The new musical version of Vanities, adapted by Jack Heifner from his popular play by the same name, will likely fall prey to critics’ poison pen mostly because it fails to do much more than entertain.
It’s a phenomenon not uncommon in the critical press, who sometimes (not always) seem to prefer an evening of austerely discomfiting pretension to one of actual enjoyment.
9 to 5, which in my book was heads and tails above at least two of the musicals that shut it out of the best musical category at the Tonys this year, was a fizzy, fun show with some truly wonderful musical numbers.
Perhaps it’s a bit of escapist fluff, but it’s well-constructed, and even if it’s a little too much like the the movie that serves as its basis, it nevertheless emanates a sense of feminist pride that ought to genuinely inspire a gentle leap of the heart in a good number of audience members. Critics hacked it to bits; I loved it.Like 9 to 5 and another frothy throwback, The Marvelous Wonderettes, which I recently caught up with off-Broadway and which was advantageously cross-promoted in the form of flyers in the Playbills for Vanities, a trio of gal pals dominates the plot of Jack Heifner’s musical adaptation of his popular play, which features a score by relative newcomer David Kirshenbaum.

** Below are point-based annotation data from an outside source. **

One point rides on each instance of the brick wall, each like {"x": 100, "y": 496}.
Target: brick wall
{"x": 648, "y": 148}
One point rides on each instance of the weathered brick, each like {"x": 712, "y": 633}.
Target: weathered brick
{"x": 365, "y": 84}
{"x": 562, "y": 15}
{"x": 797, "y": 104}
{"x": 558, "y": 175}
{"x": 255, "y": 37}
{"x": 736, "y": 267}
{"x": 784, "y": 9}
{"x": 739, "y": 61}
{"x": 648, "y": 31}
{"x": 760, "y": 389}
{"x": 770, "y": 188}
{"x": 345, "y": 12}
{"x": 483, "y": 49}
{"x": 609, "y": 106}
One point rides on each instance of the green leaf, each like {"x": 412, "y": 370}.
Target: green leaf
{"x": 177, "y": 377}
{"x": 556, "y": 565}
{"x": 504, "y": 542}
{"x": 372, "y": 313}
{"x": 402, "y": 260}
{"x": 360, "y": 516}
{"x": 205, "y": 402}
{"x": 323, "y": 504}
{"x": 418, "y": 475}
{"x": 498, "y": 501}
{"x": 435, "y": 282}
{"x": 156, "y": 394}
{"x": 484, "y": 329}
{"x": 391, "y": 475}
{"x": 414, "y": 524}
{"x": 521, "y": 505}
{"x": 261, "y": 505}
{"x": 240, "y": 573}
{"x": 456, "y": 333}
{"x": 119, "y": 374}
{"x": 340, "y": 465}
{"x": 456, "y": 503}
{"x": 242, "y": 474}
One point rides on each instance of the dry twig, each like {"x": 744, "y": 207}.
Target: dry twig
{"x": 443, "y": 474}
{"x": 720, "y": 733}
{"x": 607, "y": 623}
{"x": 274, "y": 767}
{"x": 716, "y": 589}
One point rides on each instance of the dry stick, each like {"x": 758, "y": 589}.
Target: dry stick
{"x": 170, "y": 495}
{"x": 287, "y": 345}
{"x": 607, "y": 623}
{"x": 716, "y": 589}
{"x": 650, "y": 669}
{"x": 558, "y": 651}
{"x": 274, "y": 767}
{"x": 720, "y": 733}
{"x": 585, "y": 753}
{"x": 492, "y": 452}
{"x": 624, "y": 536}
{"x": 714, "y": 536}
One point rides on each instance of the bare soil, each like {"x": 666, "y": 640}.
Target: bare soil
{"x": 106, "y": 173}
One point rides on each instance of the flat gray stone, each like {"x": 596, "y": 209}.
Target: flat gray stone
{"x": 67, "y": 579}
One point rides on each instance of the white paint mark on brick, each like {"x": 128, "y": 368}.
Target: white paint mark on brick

Played by Lauren Kennedy, Sarah Stiles, and Anneliese van der Pol, it’s difficult not to like Mary, Joanne, and Kathy, the central figures of the show, whose limited concerns center around being the most popular cheerleaders in high school and then, in college, sorority girls. Finally, they come to an impasse as they realize life is more than popularity.
In the second half of the show, the characters we came to know and love as happy-go-luck valley girl types are suddenly more complicated. Like the gals in 9 to 5, they’re looking for answers in a world that seems difficult to navigate. While Joanne settles into life as a wife, her highest aspiration, Mary takes the absolute opposite route, opening an erotic art gallery that sells neon pricks to wealthy clientle. Eventually the ladies come to love and accept one another despite their differences. It feels a little unearned that a good deal of the reconciliation involved happens off-stage, but there’s still enough drama throughout to pull a willing audience through the evening’s low points.
Overall, the premise for the show is schmaltzy, and there aren’t many unfamiliar situations for the creative team to mine in coming up with an original-feeling musical. Director Judith Ivey gives us a by-the-books, well-oiled production of a solidly-written, fun, and essentially insubstantial musical that wholly entertains and allows itself to be almost completely forgotten afterwards.
In the theatre, I absolutely loved David Kirshenbaum’s pastiche score, which borrows from the 50s and 60s in telling the stories of these women’s lives. There are some catchy songs – the high school teenybopperish I Can’t Imagine, the anthemic Fly Into The Future (which Lauren Kennedy knocks out of the park), and a number of other slaphappy one-off numbers that come across well over the course of the evening. Not all of the tunes are memorable, but the evening as a whole feels like a satisfyingly minty piece of hard candy. It’s savored; then it dissolves. But who can really knock it? It tasted damn good before it was done.